Success in sales fundamentally requires a wider lens — and the belief in finding a way even if that requires taking the road less travelled.
One of my favorite authors all time of all time, Robert Heinlein, once wrote:
“A human being should be able to change a diaper, plan an invasion, butcher a hog, conn a ship, design a building, write a sonnet, balance accounts, build a wall, set a bone, comfort the dying, take orders, give orders, cooperate, act alone, solve equations, analyze a new problem, pitch manure, program a computer, cook a tasty meal, fight efficiently, die gallantly. Specialization is for insects.”
Several years back — I was lucky enough to have been elected Student Body President of a student body including more than 25,000 of my peers. From my term in office to my transition to the San Francisco / Silicon Valley startup community — I’ve stayed in touch with my school through my work with our KU Tech Trek program — designed to bridge the gap between midwestern Kansas University and the startup opportunities of the Bay Area. Several years into this — I’ve had the opportunity to connect with and mentor dozens of college students seeking full time positions or internships in the Bay Area.
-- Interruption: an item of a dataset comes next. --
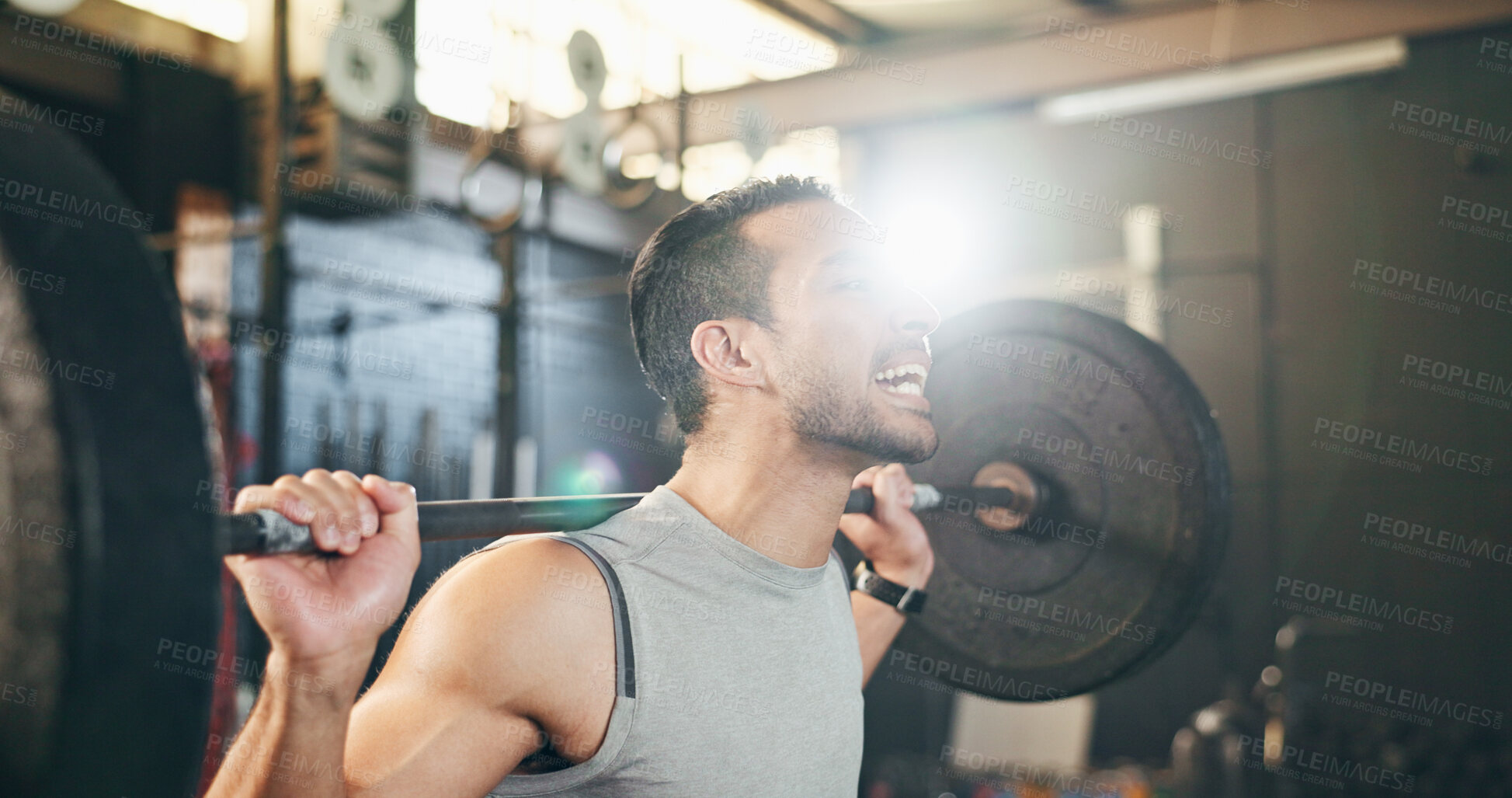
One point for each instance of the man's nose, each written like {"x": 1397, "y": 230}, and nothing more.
{"x": 913, "y": 315}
The most common type of question from graduates the last 3 years has been along the lines of: “I don’t have direct experience in sales but I’ve been a 4.0 student and lead dozens of student groups. The only entry level positions I see available are so basic. Do you know anywhere that will allow me to continue to be creative? Where I can continue to be a leader?”
The startup community — and mostly the sales teams within the startup community — for years have fallen into Aaron Ross’s trap. Treating the talent produced by universities in 2017 like cogs in a machine is a sure fire way to create hostile environments, unsustainable results and churn your top performers.
For those who don’t know Aaron Ross’s “Predictable Revenue”, it is the methodology that helped add $100 million in recurring revenue to Salesforce.com, almost doubling their enterprise growth… with zero cold calls. “Cold Calling 2.0” as it was branded is the idea that email automation techniques and role specialization (SDR — BDR — AE — SR AE, etc) was the best way to manage and grow a sales team while hitting MoM targets.
What Ross couldn’t predict was the pace of rapid automation in entry level roles. Entry level roles in 2017 (largely SDRs) are being replaced by machine learning, automation, and technology tools that Account Executives can deploy to replace the function of an SDR. From Outreach.io, to Data Miner, Import.io — (literally there are more than a dozen in my Batman Utility belt that I use on a daily basis)
So you’re about to graduate in 2017. How do you avoid Aaron Ross’s trap?
Join a full-stack sales org like Wonolo.
At Wonolo we build a deep sales culture of full pipeline ownership, from prospecting to closing to account management and beyond. Our entry level BDRs, Account Executives, Senior Account Executives and even our CEO Yong Kim… we all prospect. We all take our own qualifying calls. We all close our own deals. We all maintain relationships with accounts even after the deal is won.
Being a relationship owner with an account is very very different than having one good email and passing off, or one good phone call and passing off, or one good pitch and passing off.
Where is the fun in that?
At the end of the day — if you’re graduating in 2017 — consider a sales org that allows for “full stack” development. Prove yourself early and avoid being segmented into a role where you prospect for 2 years, qualify for an AE for 2 years, and fingers crossed close your own deals.
Deep down if that Robert Heinlein quote resonated with you at all — then you owe it to yourself to avoid the Aaron Ross trap and find a sales team that allows you to flourish as a well-rounded full stack pipeline owner from day 1.